The server only updates the manifest each time step 6 completes successfully, so failures during steps 3-6 (including crashes on the server or client) can be resumed safely (well, more or less).

There are a few bits that were a little fiddly in doing chunk-wise zip file creation. The basic thing that needs to be achieved is to find a chunk-able compression algorithm. Deflate can be used in this manner.

The java ZipOutputStream and DeflaterOutputStream are not really suitable for 'chunk-wise' deflation/zipping, since they don't allow an arbitrary flushing. There is a BSD-style licensed java implementation of ZLib at http://www.jcraft.com/jzlib. I haven't benchmarked it for speed, but it gives the same output as the Java implementation. JZLib is great, and is supports all the flushing modes of ZLib (unlike the java.util.zip.Deflate implementation).

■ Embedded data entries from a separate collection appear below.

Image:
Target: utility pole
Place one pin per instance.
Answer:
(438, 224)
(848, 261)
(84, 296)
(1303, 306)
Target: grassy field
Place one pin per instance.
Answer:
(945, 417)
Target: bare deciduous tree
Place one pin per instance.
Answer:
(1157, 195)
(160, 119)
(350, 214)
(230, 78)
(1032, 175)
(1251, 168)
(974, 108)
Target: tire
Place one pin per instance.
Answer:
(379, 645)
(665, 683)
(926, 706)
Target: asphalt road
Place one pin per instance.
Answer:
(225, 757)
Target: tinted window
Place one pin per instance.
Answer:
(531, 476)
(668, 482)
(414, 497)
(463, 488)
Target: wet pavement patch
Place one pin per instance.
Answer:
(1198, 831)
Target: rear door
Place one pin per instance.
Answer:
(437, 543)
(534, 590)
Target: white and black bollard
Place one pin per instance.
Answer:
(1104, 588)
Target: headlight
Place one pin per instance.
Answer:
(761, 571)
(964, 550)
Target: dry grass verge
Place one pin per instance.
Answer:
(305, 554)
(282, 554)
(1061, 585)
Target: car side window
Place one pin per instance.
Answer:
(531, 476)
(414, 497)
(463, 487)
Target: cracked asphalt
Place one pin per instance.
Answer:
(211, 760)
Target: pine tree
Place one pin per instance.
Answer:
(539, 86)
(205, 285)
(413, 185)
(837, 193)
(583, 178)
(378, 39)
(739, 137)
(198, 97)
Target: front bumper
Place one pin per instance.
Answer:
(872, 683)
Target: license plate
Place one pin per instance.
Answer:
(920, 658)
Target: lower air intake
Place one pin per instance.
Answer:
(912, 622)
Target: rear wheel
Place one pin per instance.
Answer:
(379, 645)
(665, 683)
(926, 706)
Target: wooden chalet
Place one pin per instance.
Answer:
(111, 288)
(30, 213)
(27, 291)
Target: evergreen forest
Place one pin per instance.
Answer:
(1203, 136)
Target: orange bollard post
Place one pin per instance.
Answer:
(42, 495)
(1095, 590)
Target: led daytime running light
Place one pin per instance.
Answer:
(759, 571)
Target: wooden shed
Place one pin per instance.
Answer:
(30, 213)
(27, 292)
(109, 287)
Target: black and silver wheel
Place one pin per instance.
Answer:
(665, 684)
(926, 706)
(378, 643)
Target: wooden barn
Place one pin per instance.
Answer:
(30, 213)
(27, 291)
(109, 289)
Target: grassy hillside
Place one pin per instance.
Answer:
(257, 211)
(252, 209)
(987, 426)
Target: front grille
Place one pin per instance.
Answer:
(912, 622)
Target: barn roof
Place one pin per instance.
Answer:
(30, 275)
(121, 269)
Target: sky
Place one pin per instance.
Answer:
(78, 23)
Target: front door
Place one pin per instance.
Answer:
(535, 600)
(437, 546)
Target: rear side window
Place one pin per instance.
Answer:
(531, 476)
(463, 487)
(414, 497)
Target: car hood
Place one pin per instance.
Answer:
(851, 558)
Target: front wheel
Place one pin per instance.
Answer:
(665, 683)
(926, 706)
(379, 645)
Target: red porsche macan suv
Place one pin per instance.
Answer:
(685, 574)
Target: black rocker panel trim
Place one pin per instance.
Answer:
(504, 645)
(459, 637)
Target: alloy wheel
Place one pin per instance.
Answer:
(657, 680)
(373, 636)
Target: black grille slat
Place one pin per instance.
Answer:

Also, Zip files compute a CRC for each entry. So, the manifest entry in step 4 contains a 'partial' CRC, which for each chunk is updated and sent back in the book-keeping info in step 5. There is a public domain implementation of CRC for java at http://www.axlradius.com/freestuff/CRC32.java. I've benchmarked it and it is as fast as (and provides equivalent CRCs) the native java implementation.

Finally, the Zip file format is quite pernickety. I managed to piece together most of an implementation from the wikipedia page and http://www.pkware.com/documents/casestudies/APPNOTE.TXT. Although at one point I couldn't work the right value for one of the fields. Luckily the JDK's ZipOutputStream source is available so you can see what they do.

Burleigh Bear